Preisen, a state-park naturalist whose work does not involve marine biology, is a veteran volunteer counter, having done them several times each spring for more than a decade.

Horseshoe crabs used to be considered a nuisance, with locals grinding them up to be used as nitrogen-rich fertilizer, she said. They are strange and smelly — especially the dead ones that flip over on the beach and get baked by the sun and picked over by the gulls.

Her history with the creatures keeps her coming back, she said. “I have that connection with them from my childhood.”

Nearby, Glenda Cellini was counting crabs with her 9-year-old daughter and 13-year-old niece. They’d come from Cochranville, Pa., near the mushroom farms, because they’d seen horseshoe crabs on one of the nature channels on cable.

So weird!

So of course they just had to see them up close, Cellini said: “They’re really amazing.”

Her daughter, Mia, shrieked as she tried to turn over a male crab that had flipped onto its back. Once upright, it scurried into the surf.

A C-17 buzzed through the darkened sky, to Dover. Jokes flew, too.

“It smells like Ron Jeremy,” somebody observed, referring to the old porn star.

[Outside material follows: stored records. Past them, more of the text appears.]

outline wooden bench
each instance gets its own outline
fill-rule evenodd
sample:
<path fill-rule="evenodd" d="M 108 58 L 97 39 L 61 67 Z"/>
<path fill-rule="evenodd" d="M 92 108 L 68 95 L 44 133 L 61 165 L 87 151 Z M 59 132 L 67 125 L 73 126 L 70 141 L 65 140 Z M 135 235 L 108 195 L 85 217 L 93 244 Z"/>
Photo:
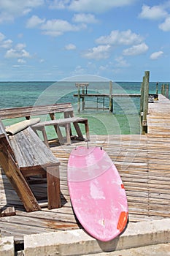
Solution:
<path fill-rule="evenodd" d="M 55 114 L 62 113 L 62 118 L 57 118 Z M 12 108 L 0 109 L 0 118 L 1 119 L 14 118 L 18 117 L 25 117 L 29 119 L 34 116 L 48 116 L 50 115 L 50 120 L 40 121 L 34 125 L 32 128 L 36 132 L 40 130 L 42 132 L 44 142 L 46 146 L 49 146 L 48 139 L 45 130 L 46 126 L 53 125 L 57 133 L 59 142 L 61 144 L 64 143 L 64 137 L 60 129 L 61 127 L 64 127 L 66 130 L 66 143 L 71 143 L 71 138 L 72 136 L 72 131 L 71 124 L 73 124 L 75 131 L 77 132 L 77 138 L 81 140 L 89 140 L 89 127 L 88 121 L 87 118 L 75 117 L 74 115 L 73 108 L 71 103 L 60 103 L 52 105 L 41 105 L 41 106 L 28 106 L 19 107 Z M 84 124 L 86 138 L 83 138 L 81 129 L 79 124 Z"/>
<path fill-rule="evenodd" d="M 27 211 L 41 210 L 30 187 L 37 176 L 47 182 L 48 208 L 61 206 L 60 162 L 30 127 L 7 136 L 0 120 L 0 165 Z"/>

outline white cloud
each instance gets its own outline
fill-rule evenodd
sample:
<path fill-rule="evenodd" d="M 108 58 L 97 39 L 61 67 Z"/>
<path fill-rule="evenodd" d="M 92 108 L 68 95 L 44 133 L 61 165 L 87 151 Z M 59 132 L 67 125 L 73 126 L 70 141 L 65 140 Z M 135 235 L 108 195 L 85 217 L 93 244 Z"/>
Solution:
<path fill-rule="evenodd" d="M 50 9 L 65 9 L 67 4 L 70 2 L 70 0 L 54 0 L 50 4 Z"/>
<path fill-rule="evenodd" d="M 85 13 L 74 14 L 73 21 L 82 23 L 96 23 L 98 22 L 93 15 Z"/>
<path fill-rule="evenodd" d="M 73 0 L 69 8 L 74 12 L 104 12 L 112 8 L 130 5 L 136 0 Z"/>
<path fill-rule="evenodd" d="M 155 53 L 152 53 L 150 55 L 150 58 L 152 60 L 155 60 L 161 57 L 163 54 L 163 52 L 162 50 L 156 51 Z"/>
<path fill-rule="evenodd" d="M 27 28 L 35 28 L 45 22 L 45 19 L 41 19 L 36 15 L 33 15 L 27 20 Z"/>
<path fill-rule="evenodd" d="M 22 50 L 23 48 L 25 48 L 26 47 L 26 44 L 23 44 L 23 43 L 18 43 L 15 46 L 15 49 L 17 50 Z"/>
<path fill-rule="evenodd" d="M 164 18 L 167 14 L 168 12 L 164 10 L 163 5 L 155 5 L 150 7 L 148 5 L 144 4 L 139 17 L 149 20 L 158 20 L 160 18 Z"/>
<path fill-rule="evenodd" d="M 80 65 L 77 66 L 75 70 L 72 73 L 72 75 L 77 75 L 85 74 L 85 70 Z"/>
<path fill-rule="evenodd" d="M 5 54 L 6 59 L 22 59 L 31 58 L 30 53 L 25 49 L 14 49 L 8 50 Z"/>
<path fill-rule="evenodd" d="M 170 17 L 168 17 L 163 23 L 159 25 L 159 29 L 163 31 L 170 31 Z"/>
<path fill-rule="evenodd" d="M 12 47 L 12 41 L 11 39 L 4 40 L 0 42 L 0 47 L 4 49 L 9 49 Z"/>
<path fill-rule="evenodd" d="M 68 31 L 77 31 L 85 29 L 83 25 L 75 26 L 63 20 L 49 20 L 41 26 L 42 33 L 46 35 L 57 37 Z"/>
<path fill-rule="evenodd" d="M 24 59 L 18 59 L 18 63 L 25 64 L 25 63 L 26 63 L 26 61 Z"/>
<path fill-rule="evenodd" d="M 69 44 L 65 46 L 65 49 L 67 50 L 75 50 L 76 49 L 76 45 L 73 44 Z"/>
<path fill-rule="evenodd" d="M 142 42 L 140 45 L 134 45 L 130 48 L 125 49 L 123 51 L 123 54 L 124 56 L 141 55 L 145 53 L 147 51 L 148 48 L 148 46 L 144 42 Z"/>
<path fill-rule="evenodd" d="M 0 23 L 12 21 L 44 4 L 45 0 L 0 0 Z"/>
<path fill-rule="evenodd" d="M 130 29 L 120 31 L 113 30 L 109 36 L 102 36 L 98 38 L 96 42 L 98 44 L 109 44 L 109 45 L 133 45 L 141 42 L 143 40 L 142 37 L 133 33 Z"/>
<path fill-rule="evenodd" d="M 109 57 L 110 45 L 98 45 L 89 49 L 86 53 L 82 54 L 82 57 L 85 59 L 94 59 L 100 60 L 108 59 Z"/>
<path fill-rule="evenodd" d="M 116 58 L 115 61 L 117 62 L 116 64 L 117 67 L 129 67 L 129 64 L 127 63 L 126 60 L 123 56 Z"/>

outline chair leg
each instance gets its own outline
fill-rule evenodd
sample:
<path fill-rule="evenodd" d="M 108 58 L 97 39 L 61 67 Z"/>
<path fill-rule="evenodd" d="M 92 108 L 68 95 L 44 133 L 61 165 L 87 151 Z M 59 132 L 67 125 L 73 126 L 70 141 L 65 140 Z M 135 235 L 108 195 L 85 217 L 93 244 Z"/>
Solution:
<path fill-rule="evenodd" d="M 59 166 L 47 167 L 48 209 L 61 207 Z"/>

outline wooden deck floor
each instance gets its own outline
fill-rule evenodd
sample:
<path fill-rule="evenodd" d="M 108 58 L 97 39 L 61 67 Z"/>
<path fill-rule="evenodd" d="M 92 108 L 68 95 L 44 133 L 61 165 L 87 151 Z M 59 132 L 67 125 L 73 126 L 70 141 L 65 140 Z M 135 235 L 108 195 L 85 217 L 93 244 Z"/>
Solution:
<path fill-rule="evenodd" d="M 102 146 L 117 166 L 127 193 L 130 222 L 170 217 L 169 112 L 170 101 L 161 96 L 159 102 L 149 105 L 147 135 L 96 135 L 89 143 Z M 66 177 L 70 151 L 78 145 L 86 143 L 57 146 L 55 141 L 50 143 L 61 162 L 62 207 L 58 209 L 26 212 L 1 170 L 0 207 L 13 206 L 16 210 L 15 216 L 0 218 L 2 236 L 14 236 L 16 242 L 22 243 L 25 234 L 81 228 L 72 211 Z M 45 195 L 45 184 L 34 186 L 36 193 Z"/>

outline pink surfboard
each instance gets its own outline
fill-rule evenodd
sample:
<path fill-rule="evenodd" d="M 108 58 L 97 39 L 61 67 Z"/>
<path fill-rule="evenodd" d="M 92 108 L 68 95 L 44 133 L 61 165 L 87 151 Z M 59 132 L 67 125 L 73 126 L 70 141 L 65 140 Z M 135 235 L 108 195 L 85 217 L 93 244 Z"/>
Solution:
<path fill-rule="evenodd" d="M 106 151 L 98 147 L 73 149 L 68 162 L 68 186 L 74 213 L 90 235 L 107 241 L 122 233 L 128 219 L 127 197 Z"/>

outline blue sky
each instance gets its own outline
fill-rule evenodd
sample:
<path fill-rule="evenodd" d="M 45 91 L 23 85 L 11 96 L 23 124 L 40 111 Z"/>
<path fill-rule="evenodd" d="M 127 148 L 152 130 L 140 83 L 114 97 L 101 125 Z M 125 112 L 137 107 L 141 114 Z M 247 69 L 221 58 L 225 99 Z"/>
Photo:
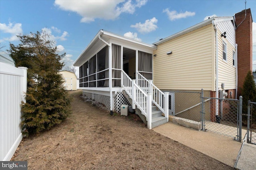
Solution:
<path fill-rule="evenodd" d="M 256 20 L 256 0 L 247 0 Z M 42 29 L 51 35 L 70 66 L 101 29 L 152 43 L 203 21 L 234 16 L 245 8 L 239 0 L 0 0 L 0 43 L 18 45 L 16 35 Z M 253 23 L 253 69 L 256 69 L 256 23 Z"/>

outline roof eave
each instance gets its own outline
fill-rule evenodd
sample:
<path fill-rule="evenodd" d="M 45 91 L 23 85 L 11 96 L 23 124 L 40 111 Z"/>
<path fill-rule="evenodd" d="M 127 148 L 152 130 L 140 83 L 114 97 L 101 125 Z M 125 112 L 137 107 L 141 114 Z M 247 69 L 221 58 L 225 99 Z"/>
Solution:
<path fill-rule="evenodd" d="M 201 22 L 200 23 L 198 24 L 197 24 L 195 25 L 181 31 L 173 35 L 172 35 L 172 36 L 169 36 L 169 37 L 158 41 L 158 42 L 156 42 L 155 43 L 153 43 L 152 44 L 155 45 L 158 45 L 159 44 L 163 43 L 173 38 L 182 36 L 182 35 L 185 34 L 186 33 L 188 33 L 190 32 L 191 32 L 192 31 L 193 31 L 194 30 L 197 30 L 198 28 L 211 24 L 212 24 L 212 21 L 214 20 L 215 17 L 212 17 L 208 19 L 208 20 Z"/>

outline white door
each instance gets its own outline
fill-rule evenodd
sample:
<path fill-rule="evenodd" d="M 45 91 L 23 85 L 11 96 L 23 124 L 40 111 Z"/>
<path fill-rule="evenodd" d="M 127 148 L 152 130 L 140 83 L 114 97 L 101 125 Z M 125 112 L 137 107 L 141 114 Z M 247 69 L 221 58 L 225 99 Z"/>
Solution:
<path fill-rule="evenodd" d="M 169 115 L 175 115 L 175 93 L 170 92 L 169 93 Z"/>

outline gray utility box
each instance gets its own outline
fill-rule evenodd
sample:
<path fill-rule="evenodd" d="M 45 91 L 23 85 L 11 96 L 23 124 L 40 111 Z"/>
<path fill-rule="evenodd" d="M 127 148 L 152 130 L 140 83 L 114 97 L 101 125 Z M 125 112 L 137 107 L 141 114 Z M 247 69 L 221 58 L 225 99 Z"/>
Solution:
<path fill-rule="evenodd" d="M 128 105 L 122 105 L 121 106 L 120 113 L 121 115 L 128 116 Z"/>

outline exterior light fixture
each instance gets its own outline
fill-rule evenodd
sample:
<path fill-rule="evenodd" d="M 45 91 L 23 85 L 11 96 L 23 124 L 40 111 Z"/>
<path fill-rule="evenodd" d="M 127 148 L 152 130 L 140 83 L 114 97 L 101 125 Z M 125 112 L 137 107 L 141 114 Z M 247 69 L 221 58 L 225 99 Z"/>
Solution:
<path fill-rule="evenodd" d="M 226 38 L 226 32 L 224 32 L 224 33 L 222 33 L 221 34 L 221 36 L 222 37 L 224 37 L 224 38 Z"/>

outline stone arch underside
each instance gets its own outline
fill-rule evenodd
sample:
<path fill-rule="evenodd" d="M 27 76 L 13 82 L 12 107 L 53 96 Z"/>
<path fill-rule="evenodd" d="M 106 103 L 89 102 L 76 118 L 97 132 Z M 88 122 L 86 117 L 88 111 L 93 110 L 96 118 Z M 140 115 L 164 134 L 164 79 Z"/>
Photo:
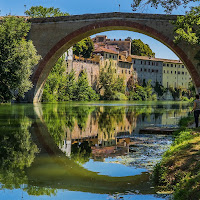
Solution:
<path fill-rule="evenodd" d="M 65 37 L 60 39 L 51 49 L 46 52 L 43 59 L 38 64 L 32 76 L 32 82 L 34 87 L 26 94 L 28 102 L 38 102 L 41 100 L 43 87 L 45 81 L 51 71 L 51 68 L 57 61 L 57 59 L 76 42 L 82 40 L 85 37 L 91 36 L 96 33 L 111 31 L 111 30 L 128 30 L 143 33 L 148 35 L 161 43 L 169 47 L 185 64 L 187 67 L 194 84 L 200 92 L 200 79 L 199 72 L 195 68 L 195 62 L 188 56 L 188 48 L 174 44 L 173 39 L 168 37 L 168 33 L 163 34 L 159 29 L 152 28 L 146 24 L 139 22 L 126 20 L 126 19 L 114 19 L 114 20 L 103 20 L 100 22 L 94 22 L 89 25 L 78 28 L 77 30 L 67 34 Z M 56 31 L 56 30 L 55 30 Z M 172 31 L 172 30 L 170 30 Z M 34 41 L 33 41 L 34 42 Z"/>

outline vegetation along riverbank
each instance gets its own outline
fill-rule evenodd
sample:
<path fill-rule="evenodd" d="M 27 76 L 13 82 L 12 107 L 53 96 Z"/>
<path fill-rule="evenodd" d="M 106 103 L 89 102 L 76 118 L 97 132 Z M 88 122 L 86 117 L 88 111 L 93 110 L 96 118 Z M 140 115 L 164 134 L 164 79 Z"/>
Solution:
<path fill-rule="evenodd" d="M 180 120 L 172 146 L 153 172 L 157 189 L 172 192 L 175 200 L 200 199 L 200 128 L 187 128 L 192 120 L 192 115 Z"/>

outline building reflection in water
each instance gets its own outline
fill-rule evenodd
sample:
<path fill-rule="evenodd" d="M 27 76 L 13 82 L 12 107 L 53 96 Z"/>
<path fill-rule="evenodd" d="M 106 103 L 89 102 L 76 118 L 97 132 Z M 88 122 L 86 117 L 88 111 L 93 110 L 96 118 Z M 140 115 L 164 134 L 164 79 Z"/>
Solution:
<path fill-rule="evenodd" d="M 134 145 L 134 136 L 146 126 L 176 127 L 180 117 L 185 116 L 184 105 L 157 105 L 138 107 L 96 107 L 87 113 L 80 125 L 81 115 L 74 118 L 73 127 L 65 127 L 59 148 L 71 156 L 72 146 L 87 141 L 92 149 L 92 158 L 125 155 Z"/>

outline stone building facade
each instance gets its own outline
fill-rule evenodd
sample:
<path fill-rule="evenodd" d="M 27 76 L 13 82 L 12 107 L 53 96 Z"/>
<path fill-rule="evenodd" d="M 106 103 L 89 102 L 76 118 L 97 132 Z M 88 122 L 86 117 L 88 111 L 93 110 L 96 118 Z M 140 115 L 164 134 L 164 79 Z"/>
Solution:
<path fill-rule="evenodd" d="M 133 63 L 133 68 L 136 71 L 138 81 L 141 84 L 151 80 L 153 86 L 158 82 L 165 88 L 188 88 L 191 77 L 180 60 L 136 55 L 129 55 L 127 60 Z"/>
<path fill-rule="evenodd" d="M 78 79 L 80 73 L 85 71 L 88 76 L 89 85 L 94 89 L 97 89 L 100 71 L 108 68 L 108 66 L 114 68 L 116 75 L 123 78 L 125 84 L 132 75 L 135 82 L 137 82 L 137 76 L 134 73 L 132 63 L 127 61 L 124 55 L 119 55 L 114 50 L 98 47 L 94 50 L 92 58 L 89 59 L 72 55 L 73 52 L 71 50 L 65 54 L 67 63 L 66 73 L 68 74 L 74 70 L 75 77 Z"/>

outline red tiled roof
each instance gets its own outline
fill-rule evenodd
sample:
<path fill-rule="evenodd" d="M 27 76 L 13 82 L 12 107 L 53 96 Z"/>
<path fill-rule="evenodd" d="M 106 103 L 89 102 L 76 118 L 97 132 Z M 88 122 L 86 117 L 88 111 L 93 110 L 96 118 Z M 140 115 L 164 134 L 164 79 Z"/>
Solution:
<path fill-rule="evenodd" d="M 116 51 L 113 51 L 111 49 L 106 49 L 103 47 L 98 47 L 97 49 L 94 50 L 94 52 L 106 52 L 106 53 L 118 54 L 118 52 Z"/>
<path fill-rule="evenodd" d="M 153 58 L 148 56 L 137 56 L 137 55 L 130 55 L 131 58 L 140 59 L 140 60 L 151 60 L 151 61 L 160 61 L 165 63 L 177 63 L 183 64 L 180 60 L 171 60 L 171 59 L 164 59 L 164 58 Z"/>

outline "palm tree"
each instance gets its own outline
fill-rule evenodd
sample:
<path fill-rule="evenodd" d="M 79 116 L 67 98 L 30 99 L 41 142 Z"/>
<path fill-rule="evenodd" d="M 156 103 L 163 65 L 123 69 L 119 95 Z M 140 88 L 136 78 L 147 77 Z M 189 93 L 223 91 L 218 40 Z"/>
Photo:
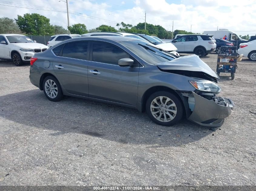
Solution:
<path fill-rule="evenodd" d="M 124 25 L 125 24 L 124 22 L 121 22 L 121 25 L 122 25 L 122 28 L 123 28 L 124 27 Z"/>
<path fill-rule="evenodd" d="M 120 26 L 120 24 L 119 23 L 117 23 L 116 26 L 117 27 L 117 30 L 119 30 L 119 27 L 118 27 Z"/>

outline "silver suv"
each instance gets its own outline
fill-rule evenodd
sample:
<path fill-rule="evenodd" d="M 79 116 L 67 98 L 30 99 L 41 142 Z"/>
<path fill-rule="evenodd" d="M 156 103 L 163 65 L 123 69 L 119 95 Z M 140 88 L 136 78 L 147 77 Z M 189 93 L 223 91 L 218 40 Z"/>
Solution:
<path fill-rule="evenodd" d="M 134 38 L 96 36 L 66 40 L 35 55 L 31 83 L 50 101 L 64 95 L 145 110 L 169 126 L 183 116 L 219 126 L 234 103 L 218 97 L 219 77 L 195 55 L 176 58 Z M 54 107 L 54 103 L 53 107 Z"/>

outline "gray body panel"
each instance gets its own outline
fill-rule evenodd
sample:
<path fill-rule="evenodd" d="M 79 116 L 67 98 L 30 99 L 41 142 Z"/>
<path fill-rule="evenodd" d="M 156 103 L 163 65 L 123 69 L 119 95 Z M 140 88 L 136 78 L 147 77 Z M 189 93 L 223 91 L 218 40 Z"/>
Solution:
<path fill-rule="evenodd" d="M 213 100 L 208 100 L 194 93 L 195 109 L 193 112 L 191 112 L 188 108 L 187 98 L 181 95 L 180 93 L 190 92 L 191 94 L 195 92 L 195 88 L 188 82 L 189 80 L 193 80 L 194 78 L 164 71 L 188 70 L 188 68 L 189 70 L 202 72 L 213 77 L 218 77 L 197 56 L 189 56 L 186 59 L 187 60 L 190 59 L 191 62 L 195 62 L 194 65 L 191 62 L 190 63 L 189 61 L 186 61 L 185 57 L 183 59 L 180 58 L 172 61 L 154 65 L 145 62 L 118 42 L 119 41 L 134 40 L 132 38 L 116 36 L 104 37 L 103 38 L 90 37 L 69 40 L 62 43 L 85 40 L 89 41 L 102 41 L 115 44 L 138 61 L 138 65 L 133 67 L 124 67 L 93 62 L 91 56 L 88 61 L 57 56 L 52 50 L 61 44 L 59 44 L 43 53 L 35 55 L 35 57 L 38 58 L 38 60 L 30 68 L 30 78 L 32 83 L 42 90 L 42 79 L 44 74 L 50 74 L 58 80 L 65 95 L 114 103 L 136 108 L 140 111 L 143 110 L 145 102 L 143 99 L 147 91 L 156 87 L 160 87 L 160 88 L 164 87 L 174 91 L 179 95 L 184 104 L 187 118 L 200 125 L 216 126 L 222 122 L 223 119 L 230 114 L 229 107 L 220 106 Z M 55 68 L 55 65 L 61 65 L 64 68 L 59 69 Z M 163 71 L 160 70 L 158 67 L 163 69 Z M 90 72 L 91 71 L 96 71 L 100 74 L 95 75 Z M 206 105 L 207 107 L 205 107 Z M 212 110 L 212 112 L 208 112 Z M 216 116 L 214 113 L 218 113 L 222 114 Z M 214 124 L 201 123 L 214 118 L 220 119 Z M 218 123 L 218 122 L 220 123 Z"/>

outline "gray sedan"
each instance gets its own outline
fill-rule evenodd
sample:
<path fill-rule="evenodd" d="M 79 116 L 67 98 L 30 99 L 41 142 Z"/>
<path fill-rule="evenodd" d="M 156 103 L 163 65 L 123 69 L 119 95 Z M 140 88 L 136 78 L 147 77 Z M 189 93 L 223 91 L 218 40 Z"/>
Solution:
<path fill-rule="evenodd" d="M 67 40 L 36 54 L 30 65 L 31 83 L 50 101 L 66 95 L 117 104 L 145 111 L 160 125 L 185 116 L 219 126 L 234 105 L 216 96 L 219 77 L 198 56 L 177 58 L 133 38 Z"/>

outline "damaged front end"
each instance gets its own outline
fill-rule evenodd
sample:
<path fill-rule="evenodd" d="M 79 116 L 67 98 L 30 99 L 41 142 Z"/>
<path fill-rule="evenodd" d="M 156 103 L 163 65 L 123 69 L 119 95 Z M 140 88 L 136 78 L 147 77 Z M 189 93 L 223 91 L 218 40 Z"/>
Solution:
<path fill-rule="evenodd" d="M 231 113 L 234 106 L 231 100 L 216 96 L 221 89 L 216 83 L 219 78 L 198 56 L 190 55 L 157 65 L 163 72 L 192 78 L 188 83 L 193 91 L 178 91 L 188 119 L 202 126 L 219 127 Z"/>
<path fill-rule="evenodd" d="M 234 106 L 230 99 L 216 96 L 211 93 L 192 91 L 183 92 L 187 97 L 191 114 L 188 119 L 202 126 L 219 127 L 231 113 Z"/>

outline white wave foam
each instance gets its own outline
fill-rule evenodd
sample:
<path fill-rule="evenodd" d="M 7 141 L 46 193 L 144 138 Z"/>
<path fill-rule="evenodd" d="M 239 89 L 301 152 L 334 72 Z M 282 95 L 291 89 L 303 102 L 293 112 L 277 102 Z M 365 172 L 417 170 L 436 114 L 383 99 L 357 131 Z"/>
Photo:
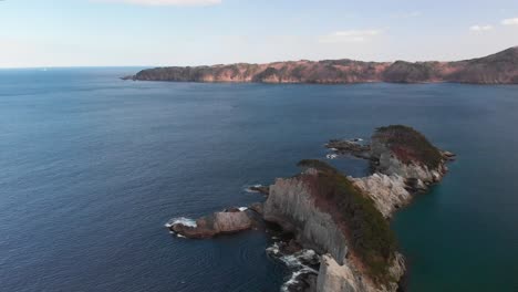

“It’s external reproduction,” said Kelly Valencik, the Delaware National Estuarine Research Reserve coordinator who was leading the census.

Not really sex on the beach?

“It’s not what you’d think,” she said. She blushed.

The females burrow in the sand and lay the eggs.

The males, who attach themselves to females or otherwise follow them around, do the fertilizing.

Repeat. A lot.

A female lays 88,000 eggs in a season, or maybe more.

And then what?

“They’re done,” Breanne Preisen said. “That’s it.”

She laughed. “There’s no afterparty.”